字符串排序

2022-06-02

#algorithm

热身键索引计数法

有如下数据，学生以及对应的组号，需要将其按组号排序。该算法是接下来几种字符串排序算法的基础。

所谓的键索引计数法，这里的键就是组号。主要分四部进行。

频率统计

遍历数组，通过一个count数组来统计每个键出现的次数。这个一个巧妙的地方是如果键为r，那么count[r+1]++，而不是count[r]++。

频率转为起始索引

数据分类

有了存储了起始索引的count之后，就可以再遍历一遍数组，按照每个键的索引值来将键进行分类。

回写

因为会用到一个临时数组来存放上一步分类后的数据，因此需要将分类好的数据重新填回去，完成排序。

type TStudent = {
  name: string
  group: number
}

const sort = (students: TStudent[], maxGroupNum: number) => {
  const count = new Array(maxGroupNum + 1).fill(0)

  // 频率统计
  students.forEach((s) => {
    count[s.group + 1]++ // group+1是一个巧妙的地方
  })

  // 频率转换为索引
  for (let i = 0; i + 1 < count.length; i++) {
    count[i + 1] += count[i]
  }

  // 数据分类（开始排序）
  const tmp = new Array(students.length)
  students.forEach((s) => {
    tmp[count[s.group]++] = s
  })

  // 回写
  tmp.forEach((t, i) => {
    students[i] = t
  })
}

键索引计数法排序N个键为0到R-1之间的整数的元素需要访问数组11N+4R+1次

上述命题以为着键索引计数法突破了NlogN的排序算法运行时间下限。并且该算法是稳定的。

低位优先的字符串排序（LSD）

如果所有字符串长度均为w，每个字符串从右到左以每个位置的字符作为键，用键索引计数法将字符串排序w遍，这就是LSD，除非键索引计数法是稳定的，否则这种方法是行不通的。

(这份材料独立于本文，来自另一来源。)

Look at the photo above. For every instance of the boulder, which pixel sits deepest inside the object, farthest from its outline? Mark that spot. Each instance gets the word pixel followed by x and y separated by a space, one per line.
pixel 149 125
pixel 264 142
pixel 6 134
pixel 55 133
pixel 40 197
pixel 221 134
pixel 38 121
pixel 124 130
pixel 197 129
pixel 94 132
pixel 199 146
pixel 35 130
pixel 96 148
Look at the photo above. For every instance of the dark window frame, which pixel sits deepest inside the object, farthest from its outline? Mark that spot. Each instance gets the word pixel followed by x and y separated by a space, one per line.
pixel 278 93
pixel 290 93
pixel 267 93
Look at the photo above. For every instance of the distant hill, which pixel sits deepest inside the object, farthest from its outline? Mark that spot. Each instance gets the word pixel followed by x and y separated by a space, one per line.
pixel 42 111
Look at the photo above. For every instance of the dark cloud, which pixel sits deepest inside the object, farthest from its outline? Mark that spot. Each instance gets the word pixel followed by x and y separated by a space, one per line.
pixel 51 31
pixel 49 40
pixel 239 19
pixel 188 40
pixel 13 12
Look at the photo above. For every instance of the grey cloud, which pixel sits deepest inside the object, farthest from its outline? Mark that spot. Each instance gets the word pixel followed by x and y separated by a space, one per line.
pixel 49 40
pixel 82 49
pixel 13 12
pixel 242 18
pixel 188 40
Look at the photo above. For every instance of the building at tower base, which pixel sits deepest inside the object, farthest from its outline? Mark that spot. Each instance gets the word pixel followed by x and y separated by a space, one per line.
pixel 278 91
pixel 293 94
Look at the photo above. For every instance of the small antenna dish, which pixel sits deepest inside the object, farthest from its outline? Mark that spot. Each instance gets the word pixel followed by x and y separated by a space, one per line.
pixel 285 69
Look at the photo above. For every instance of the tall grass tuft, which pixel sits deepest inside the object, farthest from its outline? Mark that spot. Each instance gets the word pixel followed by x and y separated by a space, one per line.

const sort = (a: string[], w: number) => {
  const R = 256
  const N = a.length
  const aux = new Array(a.length)

  for (let i = w-1; i >= 0; i--) {
    const count = new Array(R + 1).fill(0) // 因为在统计频率的时候索引0不会访问到
    for (let j = 0; j < N; j++) {
      count[a[j].charCodeAt(i) + 1]++
    }
    for (let j = 0; j + 1 < count.length; j++) {
      count[j + 1] += count[j]
    }
    for (let j = 0; j < N; j++) {
      aux[count[a[j].charCodeAt(i)]++] = a[j]
    }
    for (let j = 0; j < N; j++) {
      a[j] = aux[j]
    }
  }
}

const data = [
  '1I34ERB',
  '1I34E21',
  '1I34F21',
  '1I34ERB',
  '2IP234Q',
  'NUIE989',
  'NU338AM',
  'UQ89P2M',
  'ZM12W89',
  'O9BVEEW',
]

sort(data, data[0].length)
data.forEach(d => console.log(d))

/*
1I34E21
1I34ERB
1I34ERB
1I34F21
2IP234Q
NU338AM
NUIE989
O9BVEEW
UQ89P2M
ZM12W89
*/

整个过程配合下面的图一起看会容易明白一些。

书上的一种证明方式：如果有两个键，他们中还没有被检查的字符都是完全相同的，那么键的不同之处就仅限于已经被检查过的字符。因为两个键已经被排序过，所以处于稳定性它们将一直保持有序。另外，如果还没被检查过的部分是不同的，那么已经检查过的字符对于两者的最终顺序没有意义，之后的某轮处理会根据高位的字符的不同来修正这对键的顺序。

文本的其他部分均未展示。